If the piece in question has already been performed on another occasion – and especially if it has already been performed well on another occasion – I don’t think there’s much harm done by a bad performance. Yes, it’s true that many concert-goers (including more than a few professional critics) will probably leap to the conclusion that they’ve just heard a bad piece, rather than a bad performance of a good piece. But at least the composer will know otherwise. He or she should force a smile and take a bow, in the disappointing yet oddly comforting knowledge that the performers aren’t up to scratch.
However, I find that a bad performance that’s also a world premiere can seriously mess with a composer’s head. (I speak from personal experience.) This is when evil self-doubts invade the mind. Is the piece poorly notated, or unclear in some way? Does it make unreasonable demands on the performers? Do the performers dislike the piece, and feel no enthusiasm for it? Or is it simply a bad piece that wouldn’t sound good even if done by the best performers in the world under ideal conditions?
I’m reminded of a choral composition I wrote some years ago. I knew it was difficult – but I didn’t realize just how difficult until a friend who conducts an amateur choir agreed to program it, as a favour to me. The resulting performance was a train-wreck, and this led to a state of embarrassed silence between me and my conductor-friend. But even worse, it made me doubt my abilities to write well for choral forces – and for many years I made no further attempts to do so.

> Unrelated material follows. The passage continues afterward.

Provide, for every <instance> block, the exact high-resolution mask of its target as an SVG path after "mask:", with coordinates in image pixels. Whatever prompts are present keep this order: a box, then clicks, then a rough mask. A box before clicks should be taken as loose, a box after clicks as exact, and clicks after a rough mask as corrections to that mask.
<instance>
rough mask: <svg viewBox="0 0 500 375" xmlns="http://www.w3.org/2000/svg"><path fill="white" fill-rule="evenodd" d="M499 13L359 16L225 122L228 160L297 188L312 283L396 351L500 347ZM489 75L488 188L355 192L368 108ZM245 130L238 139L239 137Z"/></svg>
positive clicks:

Then, through a series of fortuitous events, the piece found its way into the hands of a fine professional choir. They sight-read it better than the first choir performed it. And when it was finally performed professionally for an audience, the results were superb. I felt deeply vindicated by the experience – and I learned a few things about composing, and about myself.
While it’s tempting – especially for “emerging” composers – to take advantage of every performance opportunity that presents itself, this may be one instance when it’s wiser to look gift horses in the mouth. Carefully assessing performers’ abilities, no matter how eager and well intentioned they may be, is only prudent.
As several respondents to Gardner’s blog have pointed out, a poor performance may be damaging to a composer’s professional stature and reputation. But I think the greater harm can be the damage that’s internalized by such an experience. That’s when things can get downright ugly.
By the way, the choir that finally gave an excellent performance of my challenging setting of Christina Rossetti’s poem In the Bleak Mid-Winter was the Houston Chamber Choir (in Houston, Texas), directed by Robert Simpson.